Re: ix0: CRITICAL: EXTERNAL PHY OVER TEMP!!

2019-05-15 Thread Predrag Punosevac
Stuart Henderson wrote:

> On 2019-05-15, Predrag Punosevac  wrote:
> > Hi,
> >
> > I am having an issue with a single 10 Gigabit interface on one of
> Intel
> > Xeon D-1541 network servers. Namely after the reboot the interface
> > appears to be down even with a static route
> >
> > phobos# ifconfig ix0
> > ix0: flags=8843 mtu 1500
> > lladdr ac:1f:6b:19:f7:72
> > index 1 priority 0 llprio 3
> > groups: egress
> > media: Ethernet autoselect
> > status: no carrier
> > inet 128.2.204.160 netmask 0xfffffc00 broadcast 128.2.207.255
> >
> > The only thing I can see is 
> >
> > ix0: CRITICAL: EXTERNAL PHY OVER TEMP!!  PHY will downshift to lower
> pow
> > er state!
> 
> Looking at the driver it looks like this is a high temperature alarm
> coming from the transceiver (PHY) passed on by the nic. The driver
> attempts to powers down the PHY in this condition, presumably to try to
> avoid damage.
> 
> Is the cooling in this system working correctly?
> 
> Do you still see it if you power it off for a while and let it cool
> down?
> 
> (10GBase-T is relatively power hungry.)


Hi Sten,

The network interface does come after a cold reboot (complete power off
not just reboot command). I replaced network cable and made sure that
university network guys don't have some of DHCP server "enterprise
features" on. Breaking into UEFI is not very useful but I am logged into
IPMI to a two identical SuperMicro X10SDV-TLN4F servers. One of them has
that problematic 

ix0 at pci3 dev 0 function 0 "Intel X552/X557-AT" rev 0x00: msi

interface

The only difference I see is that problematic server run 4 Celsius
degrees warmer (75 instead of 71) but according to the limits I should be
ok up until 95.

Little more search reveals that I am not the only one who got hit with
this thing 

https://tinkertry.com/how-to-work-around-intermittent-intel-x557-network-outages-on-12-core-xeon-d

I will have to think through before I decide what to do. 

Thanks for heads up. 
Predrag

P.S. I was ready to fire up Linux live CD in order to try to reproduce
the problem and see if the Intel guys have pushed some changes into the
Linux version of the driver which is not shared with this community.

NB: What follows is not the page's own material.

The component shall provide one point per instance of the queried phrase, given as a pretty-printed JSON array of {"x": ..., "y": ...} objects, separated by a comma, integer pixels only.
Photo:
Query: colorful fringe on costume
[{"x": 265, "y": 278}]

Re: ix0: CRITICAL: EXTERNAL PHY OVER TEMP!!

2019-05-15 Thread Stuart Henderson
On 2019-05-15, Predrag Punosevac  wrote:
> Hi,
>
> I am having an issue with a single 10 Gigabit interface on one of Intel
> Xeon D-1541 network servers. Namely after the reboot the interface
> appears to be down even with a static route
>
> phobos# ifconfig ix0
> ix0: flags=8843 mtu 1500
> lladdr ac:1f:6b:19:f7:72
> index 1 priority 0 llprio 3
> groups: egress
> media: Ethernet autoselect
> status: no carrier
> inet 128.2.204.160 netmask 0xfc00 broadcast 128.2.207.255
>
> The only thing I can see is 
>
> ix0: CRITICAL: EXTERNAL PHY OVER TEMP!!  PHY will downshift to lower pow
> er state!

Looking at the driver it looks like this is a high temperature alarm
coming from the transceiver (PHY) passed on by the nic. The driver
attempts to powers down the PHY in this condition, presumably to try to
avoid damage.

Is the cooling in this system working correctly?

Do you still see it if you power it off for a while and let it cool down?

(10GBase-T is relatively power hungry.)




Re: ix0: CRITICAL: EXTERNAL PHY OVER TEMP!!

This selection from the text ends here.